That's a Tough Call: Studying the Challenges of Call Graph Construction for WebAssembly

WebAssembly is a low-level bytecode format that powers applications and libraries running in browsers, on the server side, and in standalone runtimes. Call graphs are at the core of many inter-procedural static analysis and optimization techniques. However, WebAssembly poses some unique challenges for static call graph construction. Currently, these challenges are neither well understood, nor is it clear to what extent existing techniques address them. This paper presents the first systematic study of WebAssembly-specific challenges for static call graph construction and of the state-of-the-art in call graph analysis.

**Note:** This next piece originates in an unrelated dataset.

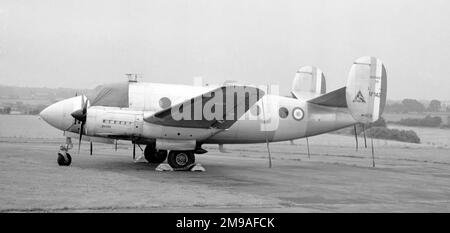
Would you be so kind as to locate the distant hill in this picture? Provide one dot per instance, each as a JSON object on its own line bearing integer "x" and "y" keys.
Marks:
{"x": 37, "y": 93}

We identify and classify 12 challenges, encode them into a suite of 24 executable microbenchmarks, and measure their prevalence in real-world binaries. These challenges reflect idiosyncrasies of WebAssembly, such as indirect calls via a mutable function table, interactions with the host environment, and unmanaged linear memory. We show that they commonly occur across a set of more than 8,000 real-world binaries. Based on our microbenchmarks and a set of executable real-world binaries, we then study the soundness and precision of four existing static analyses. Our findings include that, surprisingly, all of the existing techniques are unsound, without this being documented anywhere. We envision our work to provide guidance for improving static call graph construction for WebAssembly. In particular, the presented microbenchmarks will enable future work to check whether an analysis supports challenging language features, and to quantify its soundness and precision.